Quale eredità lascia al calcio moderno?
«Leggeva le partite alla grande, ma era la sua forza mentale a colpirmi: la capacità di entrare nella testa dei campioni, facendosi rispettare senza imporre l’autorità».
E f uori dal campo?
«Un uomo sempre piacevole, di compagnia. Mi dispiace personalmente, è una perdita che mi segna. Non ci vedevamo da qualche anno, quando s’invecchia succede, la vita è così. Ma il ricordo delle nostre cene romane lo conserverò per sempre».
Quella Lazio segnò un’epoca.
«Era una squadra che abbinava bellezza e risultati.
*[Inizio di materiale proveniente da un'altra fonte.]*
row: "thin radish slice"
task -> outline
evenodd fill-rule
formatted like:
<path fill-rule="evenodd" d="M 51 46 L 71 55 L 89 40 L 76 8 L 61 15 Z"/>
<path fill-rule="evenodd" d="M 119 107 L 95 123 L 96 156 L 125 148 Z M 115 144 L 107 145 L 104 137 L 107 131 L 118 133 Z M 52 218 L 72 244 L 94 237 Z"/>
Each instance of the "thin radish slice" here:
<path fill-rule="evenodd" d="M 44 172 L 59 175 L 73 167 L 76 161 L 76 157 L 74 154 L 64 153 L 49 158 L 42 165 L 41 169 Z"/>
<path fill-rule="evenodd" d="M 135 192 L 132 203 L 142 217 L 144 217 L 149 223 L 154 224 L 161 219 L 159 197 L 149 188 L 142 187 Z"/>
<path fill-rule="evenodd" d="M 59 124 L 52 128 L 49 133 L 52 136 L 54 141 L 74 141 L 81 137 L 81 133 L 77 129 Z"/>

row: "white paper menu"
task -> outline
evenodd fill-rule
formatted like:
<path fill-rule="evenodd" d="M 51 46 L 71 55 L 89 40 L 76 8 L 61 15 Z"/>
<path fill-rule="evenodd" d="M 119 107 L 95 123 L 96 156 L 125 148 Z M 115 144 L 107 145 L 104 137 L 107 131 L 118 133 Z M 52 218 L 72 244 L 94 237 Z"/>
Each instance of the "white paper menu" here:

Aveva grandi campioni e un allenatore eccezionale che sapeva come far rendere al meglio tutto quel talento. Vinceva divertendo. E divertendosi». 
Il racconto della malattia ha colpito il mondo intero, andando anche oltre i confini del calcio.
«Ha vissuto la malattia con dignità e sorriso, sapeva che il suo momento stava arrivando. Ha fatto come sul campo, da allenatore, sdrammatizzando, trovando sempre modo di infondere tranquillità, serenità. Una lezione di vita, l’ultima, la più importante».
In una frase sola? 
«Ha affrontato la morte come la vita: col sorriso».